Dr May Chidiac

Prestige N 287-288, Déc. 2017- Jan. 2018

 

 

Dr May Chidiac. © Archives Dr May Chidiac

 

«La femme doit aller au bout de ses rêves»

 

Un parcours admirable d’une véritable combattante. Animée d’une flamme intérieure qui l’habite, d’un amour de la vie qu’elle a consacré à sa vie professionnelle suite à l’attentat qui l’a visée, elle a transformé un malheur en bonheur. May Chidiac, présidente-fondatrice de la Fondation May Chidiac est aujourd’hui plus forte qu’à aucun moment. Dialogue.

 

Quel bilan faites-vous de votre parcours? C’est une continuation du parcours que j’ai débuté dans le journalisme, mais un peu autrement. A la LBC, j’étais plus jeune et plus libre mais j’ai gardé cette flamme, l’amour de la vie et je l’ai consacré à ma vie professionnelle. Suite à l’attentat qui m’a ciblée, j’ai décidé de créer la fondation qui vise à promouvoir les valeurs de la démocratie, la liberté d’expression, l’égalité et les droits de l’Homme. MCF organise deux grandes conférences annuelles: Women on The Front Lines (WOFL) mettant en avant des femmes influentes qui ont inspiré le leadership, le changement et l’innovation dans leurs domaines respectifs.
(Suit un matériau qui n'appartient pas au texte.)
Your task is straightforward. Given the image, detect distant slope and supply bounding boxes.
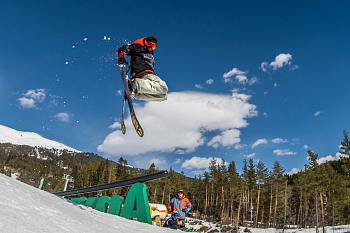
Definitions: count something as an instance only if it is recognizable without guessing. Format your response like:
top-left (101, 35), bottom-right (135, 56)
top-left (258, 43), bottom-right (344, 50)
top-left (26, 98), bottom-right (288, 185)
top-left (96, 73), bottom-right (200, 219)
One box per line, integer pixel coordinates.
top-left (0, 174), bottom-right (174, 233)
top-left (0, 125), bottom-right (81, 153)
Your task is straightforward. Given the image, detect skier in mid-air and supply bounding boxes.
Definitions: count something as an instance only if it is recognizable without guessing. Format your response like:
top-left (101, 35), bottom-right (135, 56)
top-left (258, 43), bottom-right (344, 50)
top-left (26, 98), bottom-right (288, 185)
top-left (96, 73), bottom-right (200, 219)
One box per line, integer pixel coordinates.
top-left (167, 190), bottom-right (192, 227)
top-left (118, 36), bottom-right (168, 101)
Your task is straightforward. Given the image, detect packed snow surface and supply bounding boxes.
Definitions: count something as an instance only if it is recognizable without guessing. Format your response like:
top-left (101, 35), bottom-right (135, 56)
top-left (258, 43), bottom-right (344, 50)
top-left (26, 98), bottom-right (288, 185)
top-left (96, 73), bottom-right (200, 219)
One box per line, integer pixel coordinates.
top-left (0, 174), bottom-right (174, 233)
top-left (0, 125), bottom-right (80, 152)
top-left (0, 174), bottom-right (350, 233)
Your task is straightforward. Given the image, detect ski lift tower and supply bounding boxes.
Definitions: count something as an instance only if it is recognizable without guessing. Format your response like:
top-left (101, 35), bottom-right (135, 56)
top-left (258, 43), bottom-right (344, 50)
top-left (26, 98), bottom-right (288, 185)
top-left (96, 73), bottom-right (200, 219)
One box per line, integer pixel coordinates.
top-left (62, 174), bottom-right (74, 191)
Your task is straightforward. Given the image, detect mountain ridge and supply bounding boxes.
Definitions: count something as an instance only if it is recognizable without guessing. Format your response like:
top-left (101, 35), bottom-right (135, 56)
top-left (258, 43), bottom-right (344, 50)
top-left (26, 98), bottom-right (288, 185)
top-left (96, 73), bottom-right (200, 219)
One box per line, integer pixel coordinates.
top-left (0, 124), bottom-right (82, 153)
Et Free ConnectedMinds qui vise à explorer un nouvel ensemble d’idées sur l’impact de l’ère numérique sur la politique, la culture, l’économie et les relations sociales. Devenue une référence, la remise des prix MCF Media Awards consacrés aux journalistes pour leur courage, leur engagement, leur excellence dans l’industrie des médias et l’ensemble de leur carrière.

Vous avez traversé une rude épreuve. Vos impressions… Après 12 ans, les plaies ne font plus aussi mal qu’au début, lorsque j’ai perdu la moitié de mon corps. L’épreuve était très rude, avec tout ce qui a suivi comme amputations, brûlures au quatrième degré, douleurs intolérables… Je me suis habituée à mon corps et à aucun moment je ne me suis résignée au destin ni baissé les bras. J’ai toujours regardé vers l’avant, j’ai toujours eu des projets d’avenir. Après l’attentat, j’ai fini ma thèse, créé la fondation, reçu des prix au niveau international, écrit des livres. J’ai réussi à transformer un malheur en bonheur.

En 2009 vous avez lancé la Fondation May Chidiac… MCF est une organisation à but non lucratif dédiée à la formation, la recherche et l’éducation sur les questions de médias, de démocratie et de bien-être social. L’institut des médias qui lui est affilié vise à combler le fossé entre l’université et l’industrie des médias, en fournissant aux étudiants et aux professionnels des installations techniques et des programmes de formation de pointe, afin d’améliorer leurs compétences et leur compétitivité. Je suis une éternelle insatisfaite. J’espère que dans les années prochaines nos exploits seront encore plus impressionnants.

D’autres projets? Oui, au niveau de la fondation et ses activités et au niveau personnel. J’ai des projets mais je préfère ne rien révéler pour le moment. Chaque chose en son temps.

Vous avez reçu de nombreux prix. Pour lequel penche votre cœur? Chaque nouveau prix est toujours une source de joie qui me confirme que ce que j’accomplis et mon dévouement à mon travail ainsi que mon sacrifice ne sont pas vains. J’ai effectivement reçu beaucoup de prix. Entre autres, le prix UNESCO «Guillermo Cano» pour la liberté de la presse, et le prix «World PressFreedomHero» de l’International Press Institute (IPI) dont je suis vraiment fière. J’ai été décorée par le président de la République française, Jacques Chirac de la médaille du «Chevalier de l’Ordre de la Légion d’Honneur» au Palais de l’Elysée. Et reçu, en juillet 2017, le prix «Dame de l’ordre de Saint Grégoire-le-Grand» du Vatican, et le prix «PremioMinerva, Anna Maria Mammoliti» en Italie.

Comment la femme peut-elle être productive à vos yeux? Tout être humain doit être productif. C’est un choix à faire, une nature mais aussi une motivation pour réaliser des projets qui nous permettent de nous épanouir. La situation de la femme est un peu plus difficile parce qu’elle doit combiner avec d’autres «devoirs». Avoir une vie personnelle et professionnelle totalement accomplies est facile en théorie, mais plus difficile en pratique. La femme doit savoir s’affirmer et trouver sa place au sein d’une société plutôt patriarcale et aller au bout de ses projets et ses rêves.